Do you notice people get frustrated when sharing their worries with you?
Try making this one change and see what difference it makes.
Do you want to improve your relationships?
Perhaps you want to make a difference generally and improve your communication skills?
Or perhaps you have noticed that people often get frustrated when they talk to you about a concern, or more significant worries.
Do you often hear things similar to ‘why did I bother’, or notice a growing irritation as they talk, or they keep repeating the point in different ways? (Note that this is different to a repetitive blame or complain, which needs to be handled differently).
If so, then here is one way to improve your conversations.
What is that change?
Notice what they are going through, share that you have noticed, and then respond further if needed.
The key here is ensuring that the person feels heard and understood.
So, next time someone expresses they are upset or frustrated about something, notice how you respond.
Remember to pay attention to what you might consider trivial. These are often as important, and might even be more readily dismissed by you without realising.
Start first by noticing what you do. Do you instantly respond by…
1. using humour to try and cheer them up
2. minimising, disagreeing, disputing, or dismissing it from the start (it’s not that bad).

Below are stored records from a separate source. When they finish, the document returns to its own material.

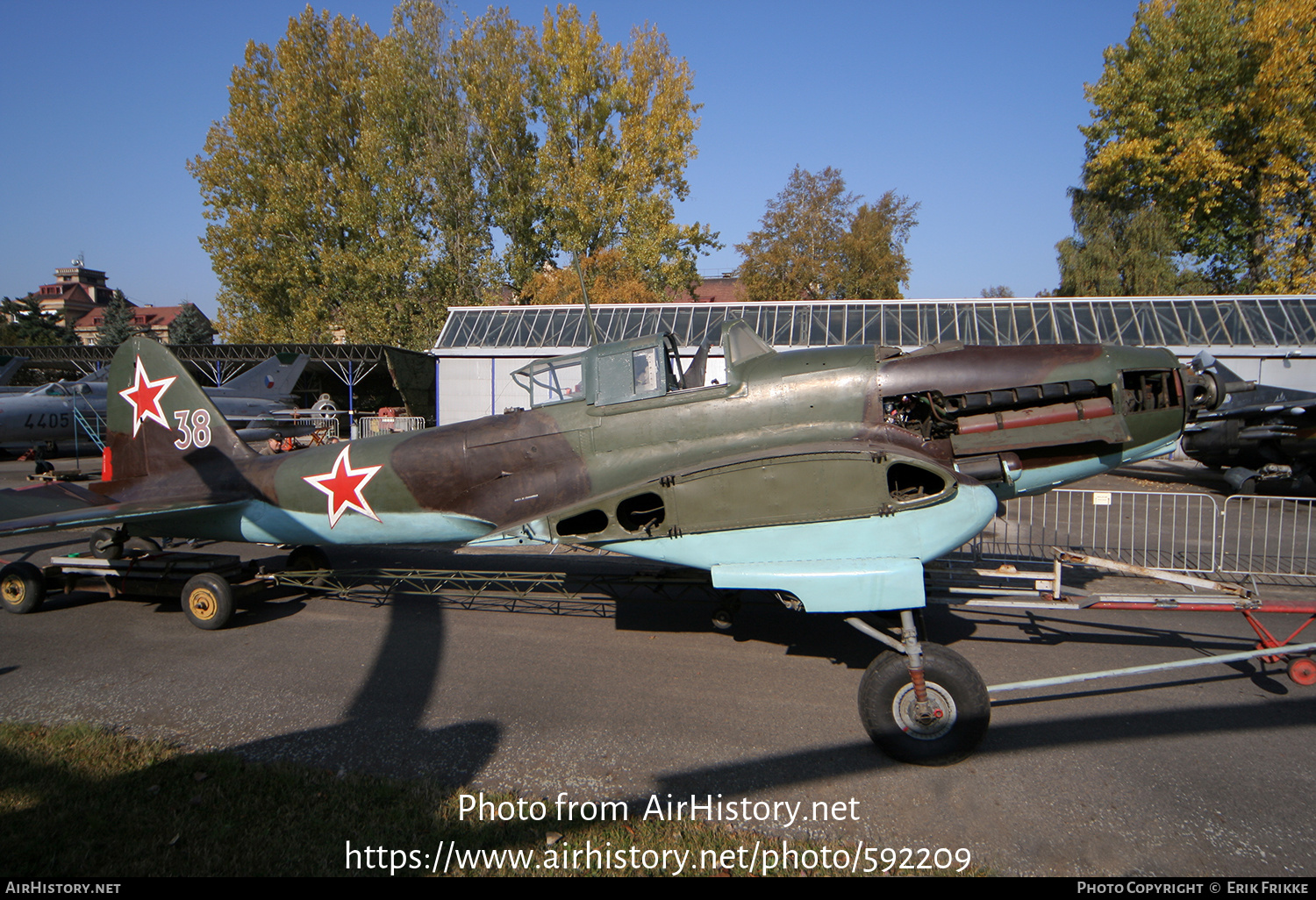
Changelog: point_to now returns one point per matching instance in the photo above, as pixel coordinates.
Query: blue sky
(969, 108)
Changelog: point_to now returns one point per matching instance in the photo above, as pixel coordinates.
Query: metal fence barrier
(376, 425)
(1176, 532)
(1269, 536)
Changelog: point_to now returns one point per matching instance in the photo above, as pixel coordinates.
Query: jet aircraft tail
(274, 378)
(160, 418)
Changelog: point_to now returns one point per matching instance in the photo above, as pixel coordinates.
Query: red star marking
(344, 487)
(145, 395)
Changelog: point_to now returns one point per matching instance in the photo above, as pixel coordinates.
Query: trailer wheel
(107, 544)
(961, 708)
(208, 602)
(23, 587)
(1303, 671)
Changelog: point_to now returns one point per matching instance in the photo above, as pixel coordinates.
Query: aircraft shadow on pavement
(382, 728)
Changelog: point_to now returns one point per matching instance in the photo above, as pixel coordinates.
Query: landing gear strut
(926, 703)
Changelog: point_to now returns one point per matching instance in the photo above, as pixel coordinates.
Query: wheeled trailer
(207, 584)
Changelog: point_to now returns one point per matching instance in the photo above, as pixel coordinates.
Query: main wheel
(107, 544)
(960, 708)
(23, 587)
(208, 602)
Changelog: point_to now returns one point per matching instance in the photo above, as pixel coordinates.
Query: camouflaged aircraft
(829, 475)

3. giving positive affirmations (cheer up, tomorrow’s another day)
4. giving advice, lectures, or blame (you should have done x, or if you hadn’t done y then, or why did you do z)

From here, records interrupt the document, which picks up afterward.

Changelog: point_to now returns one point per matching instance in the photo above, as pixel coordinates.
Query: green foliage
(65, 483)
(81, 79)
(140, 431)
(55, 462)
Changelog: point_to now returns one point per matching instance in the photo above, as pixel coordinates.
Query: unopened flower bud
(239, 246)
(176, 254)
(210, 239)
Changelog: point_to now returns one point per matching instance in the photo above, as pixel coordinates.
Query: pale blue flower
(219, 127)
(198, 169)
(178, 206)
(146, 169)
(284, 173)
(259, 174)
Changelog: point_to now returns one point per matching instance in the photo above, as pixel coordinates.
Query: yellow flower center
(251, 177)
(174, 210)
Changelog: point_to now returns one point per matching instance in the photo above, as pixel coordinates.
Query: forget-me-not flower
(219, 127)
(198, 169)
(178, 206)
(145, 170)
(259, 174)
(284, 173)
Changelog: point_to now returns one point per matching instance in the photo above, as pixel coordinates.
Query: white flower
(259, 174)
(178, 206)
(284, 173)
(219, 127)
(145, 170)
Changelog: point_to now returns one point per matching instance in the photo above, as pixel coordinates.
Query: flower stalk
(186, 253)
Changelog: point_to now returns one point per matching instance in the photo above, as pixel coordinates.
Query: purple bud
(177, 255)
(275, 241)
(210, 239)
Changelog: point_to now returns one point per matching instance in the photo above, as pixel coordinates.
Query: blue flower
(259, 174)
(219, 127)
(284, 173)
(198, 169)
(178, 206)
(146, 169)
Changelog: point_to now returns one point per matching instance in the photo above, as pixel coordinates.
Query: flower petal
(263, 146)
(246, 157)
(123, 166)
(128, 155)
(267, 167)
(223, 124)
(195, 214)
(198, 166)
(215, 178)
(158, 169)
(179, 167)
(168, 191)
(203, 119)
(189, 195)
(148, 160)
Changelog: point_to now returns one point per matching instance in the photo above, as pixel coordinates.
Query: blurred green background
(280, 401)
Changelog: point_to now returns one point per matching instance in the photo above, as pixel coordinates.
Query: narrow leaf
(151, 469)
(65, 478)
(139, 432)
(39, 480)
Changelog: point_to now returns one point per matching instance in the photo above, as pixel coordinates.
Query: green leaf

5. interrupting or comparing with your story (I know how you feel because abc…, or, if you think you’re busy well….)
If you do one of these (and we all still do these from time to time) then take a moment to pause, and instead acknowledge how they feel (that must be hard for you, I can see you are upset, that sounds frustrating).
By acknowledging how the other person is feeling, before you try to offer positive words, advice, or similar experiences, it can make a world of difference.
Isn’t offering advice the same as helping?
You may think that giving advice, or telling them to be positive, is a way of showing you care.
In fact it can have the opposite effect if done too soon (or done too often).
The ‘advice’ on its own can make the other person feel that you’ve dismissed what they are going through. Or that you haven’t understood what they are going through. Or don’t want to understand. They will often feel judged, dismissed, and ultimately think that we don’t care. Which, for most of the time, is the exact opposite of what outcome we wanted from that conversation.
Instead, by taking that moment to notice, and then share that you have noticed by recognising what the other person is feeling, it can make a significant difference to the other person’s wellbeing. It can bring you closer together and create a significant change in that relationship.
Whether as a friend, a leader, or a romantic partner, by changing your approach you can make an important change in your communication, conversation, and interactions with others quickly and effectively
Give it a try next time, and let me know if you notice a difference in the response you receive.
Keep the communication going, and enjoy easier relationships around you.